Loon reviewing fiscal disparities program

Eden Prairie News
By Patty Dexter

42B Rep. Jennifer Loon is continuing work she began in her first term to look at the fiscal disparities tax program for the metro area.

Loon, along with 42A Rep. Kirk Stensrud and Sen. David Hann met jointly with the Eden Prairie News on April 11 to discuss their thoughts on various legislative topics.

According to Loon, fiscal disparities is a special tax program that exists only in the metro area. It was enacted and took effect in the 1970s. The program measured the industrial and commercial tax base for each municipality starting at a certain time period. If a community was found to have an above-average commercial and industrial tax base, it had to donate some of those taxes to a pool, which was then redistributed to cities that didn’t have as much commercial and industrial tax base.

Loon said during her first term she worked on authoring a bill to mandate a study of the program. The study was released this year in February and the House Taxes Committee had a hearing on it in mid February.
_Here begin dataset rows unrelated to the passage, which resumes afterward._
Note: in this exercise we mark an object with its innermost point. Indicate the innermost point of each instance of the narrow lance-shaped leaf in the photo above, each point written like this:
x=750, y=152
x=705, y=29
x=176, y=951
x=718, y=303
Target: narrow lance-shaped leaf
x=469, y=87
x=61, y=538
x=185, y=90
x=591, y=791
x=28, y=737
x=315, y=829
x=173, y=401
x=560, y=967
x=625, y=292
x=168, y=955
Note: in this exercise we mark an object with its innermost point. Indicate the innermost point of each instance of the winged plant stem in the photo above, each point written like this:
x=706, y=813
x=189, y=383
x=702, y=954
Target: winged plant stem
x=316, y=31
Since then she has been poring over the study and meeting with nonpartisan tax experts to discuss how to craft legislation to address it. Because a number of cities in the metro area are recipients of the fiscal disparities, she doesn’t believe a repeal would prevail, she added.

There are issues with the program such as no distinction being made between manufacturing and retail operations. Cities such as Bloomington, that donate to the pool, are almost penalized because of having more retail operations, Loon said.
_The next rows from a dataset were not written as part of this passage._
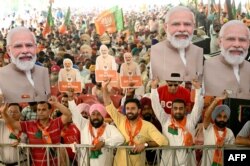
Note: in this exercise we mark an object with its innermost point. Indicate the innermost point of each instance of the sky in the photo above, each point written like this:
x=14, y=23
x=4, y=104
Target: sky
x=22, y=5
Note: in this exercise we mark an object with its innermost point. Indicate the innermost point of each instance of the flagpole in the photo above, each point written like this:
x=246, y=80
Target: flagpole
x=208, y=7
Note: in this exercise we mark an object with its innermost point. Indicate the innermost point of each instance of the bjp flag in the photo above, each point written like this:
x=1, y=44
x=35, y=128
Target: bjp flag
x=110, y=20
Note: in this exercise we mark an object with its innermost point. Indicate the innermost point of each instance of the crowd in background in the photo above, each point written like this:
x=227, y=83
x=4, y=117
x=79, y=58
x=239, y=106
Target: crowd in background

“Well the studies show very clearly that … the cost to local government for having a retail store is higher. They don’t pay for themselves because you’ve got additional policing,” she said.

Reviewing the program also affects Eden Prairie because it’s the No. 2 donor city for fiscal disparities, Loon said.
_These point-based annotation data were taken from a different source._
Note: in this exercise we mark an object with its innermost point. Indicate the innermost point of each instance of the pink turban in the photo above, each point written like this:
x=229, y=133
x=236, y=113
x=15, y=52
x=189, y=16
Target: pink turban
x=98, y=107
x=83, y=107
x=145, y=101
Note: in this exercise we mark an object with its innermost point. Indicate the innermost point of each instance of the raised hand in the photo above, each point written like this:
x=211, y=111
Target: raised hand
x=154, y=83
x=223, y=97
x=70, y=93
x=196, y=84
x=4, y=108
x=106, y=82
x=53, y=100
Stensrud said oftentimes legislators may have good intentions when they pass a bill to create a program, but they never get around to measuring the outcomes. He believes lawmakers need to legislate for outcomes.

Hann said throwing money at something and good intentions aren’t enough. Building in requirements to measure program outcomes is needed.

“I think in this case it’s a really good thing to try to get the Legislature to go back and look at this program, and ask some questions about it,” he said.

Rick Getschow, Eden Prairie city manager, said the city has been working closely with Loon on the review and has discussed the study and possible legislation with her.

“The city’s position has been, as the No. 2 contributor to the program, that we felt it was very important to study how the program is doing — if it’s meeting its goals because Eden Prairie as a city is affected by the program in terms of providing our tax capacity to other cities in the metropolitan area,” he said.

Effects on taxpayers

Sue Kotchevar, Eden Prairie chief financial officer, said the city contributed $15 million of its tax capacity to fiscal disparities for 2012. Just a small portion of that comes back to the city and most of it goes to other communities.

If that tax capacity wasn’t taken away there would be a larger tax base for the city to tax upon. Eden Prairie taxpayers then would have to pay less, because there would be more business property tax base to levy, Kotchevar said. According to Getschow, the city tax on a median valued home would be 9 percent less if the city didn’t contribute to fiscal disparities.

Keeping the dollars local

The Eden Prairie Chamber of Commerce doesn’t have an official position on fiscal disparities but it has sought a level playing field for businesses to fairly compete. With fiscal disparities, more dollars seem to leave Eden Prairie than stay, said Pat MulQueeny, chamber president.

The economy and the communities have changed, but the program itself hasn’t seen any dynamic changes, MulQueeny said.

“Ultimately it’s taken dollars away … to be put into other communities to help them. In that case that would be seen as a negative to the businesses in Eden Prairie. Again if you’re going to collect those tax dollars, the preference would be to spend those locally rather than give them to other communities,” he said.

MulQueeny said the chamber is supportive of reviewing the program to see if there are ways to accomplish what lawmakers want to do without penalizing communities like Eden Prairie that have a stronger businesses front.